Yoğurtçular Parkı’nda Alex’in gözlerinin dolu dolu olduğu heykelinin açılış törenini izliyorum...

Fenerbahçe taraftarı yalnız bırakmamış onu...

Toplanıp gelmişler...

Bir gece önce çok sevdikleri ve bir yıl tam destek arkasında durdukları başkanları Aziz Yıldırım “Alex bir efsane değil...” dediği halde hep birlikte Alex’in stadın karşısındaki parktaki heykelinin açılışına gelmişler... 8 yıldır Fenerbahçe’de Alex...

Oysa Türkiye’ye gelen yabancılar içinde hiç de iyi cv’si olan futbolcular içinde yer almıyordu...

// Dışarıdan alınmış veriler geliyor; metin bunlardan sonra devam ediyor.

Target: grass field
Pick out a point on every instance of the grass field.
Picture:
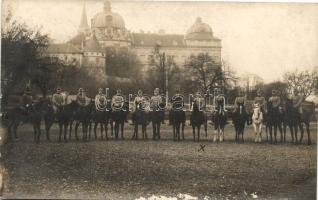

Avrupa’nın vasat takımlarında bile başarılı olamamış, iyi bir Brezilyalı futbolcuydu...

Bugün Aziz Yıldırım tersini söylese de 8 yılda Fenerbahçe’ye yaptıklarıyla taraftarın gözünde bir efsanedir Alex...

***


Alex konusunda haklı değil Aziz Yıldırım...

Birkaç yıl önce yuhalanırken Alex’e sahip çıkmasını hatırlatıyor Başkan...

Doğru bir başkanlık vizyonu ve becerisiydi, o gün yuhalanırken Alex’in arkasında durması Aziz Yıldırım’ın...

Galatasaray’da ilk senesinde Fatih Terim’i “köylü, Galatasaray’a yakışmaz” diye yerin dibine batırırlarken de Faruk Süren, Terim’in arkasında durmuştu...

Zamanında eleştirilip “istenmemesi” Fatih Terim’in Galatasaray’da efsanelerden biri olma özelliğini değiştirmiyor...

Fenerbahçe’nin Avrupa’daki en başarılı sezonunun, en büyük mimarıdır Alex...

Sekiz yıldır bu takımda oynayıp, asist kralı ve gol kralı olup, şampiyonlukların altındaki en büyük imza olmak, “efsane yapmıyorsa bir futbolcuyu” ne yapıyor efsane, bunu söyleyebilir mi Aziz Yıldırım?..

***


Gheorghe Hagi beş sezon oynadı Galatasaray’da...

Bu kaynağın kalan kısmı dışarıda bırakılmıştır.